How Do You Define the Global Financial System?
The global financial system, also known as the GFS, is a massive, all-encompassing system comprised of regulators and international institutions that operate on a global scale. If you thought domestic economics were challenging, just imagine the complications of overseeing a global economy. Needless to say, it’s a difficult endeavor to regulate such a massive system. The GFS is macroeconomics at the highest level.
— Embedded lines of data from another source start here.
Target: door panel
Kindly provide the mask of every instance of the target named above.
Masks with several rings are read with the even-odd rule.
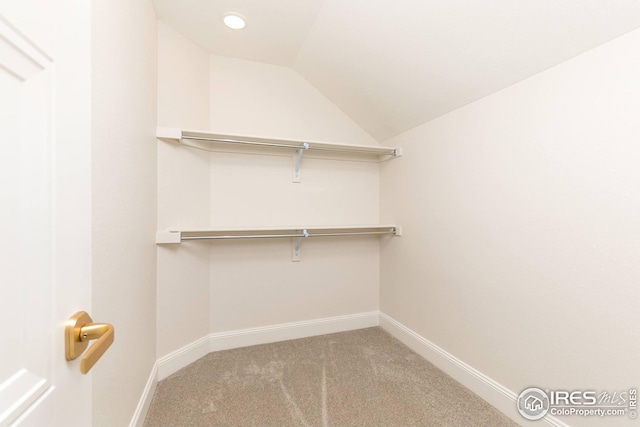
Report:
[[[0,425],[52,386],[50,60],[0,20]]]
[[[63,178],[80,169],[90,182],[89,49],[74,41],[89,14],[76,4],[0,0],[0,427],[91,422],[90,378],[62,351],[66,317],[90,310],[90,227],[71,245],[59,232],[90,222],[86,182]]]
International Monetary Fund
The International Monetary Fund, or IMF, is perhaps the best-known institution regarding global finances. It counts 187 countries in its membership to date. The IMF’s history is a long one, with the organization being founded in 1944. The institution was founded to try to stabilize foreign exchange rates. That stability eventually led to the forex trading we see today in forums like UFX Markets.
The G20
With the increasing globalization of the world’s markets, financial lines are being blurred or crossed like at no other time in the world’s history. In recent years, the lack of regulation in the global market has led to concern voiced by many of the world’s leaders. In 1999, the Group of Twenty Finance Ministers and Central Bank Governors, or G20, was created. The G20 is a collection of 20 economic heads from leading countries around the world. The G20′s member nations are estimated to include over 85% of the world’s GDP. The G20 meets frequently to discuss the problem of global financial regulations. Unfortunately, the G20 is often split about what should be done about world regulations.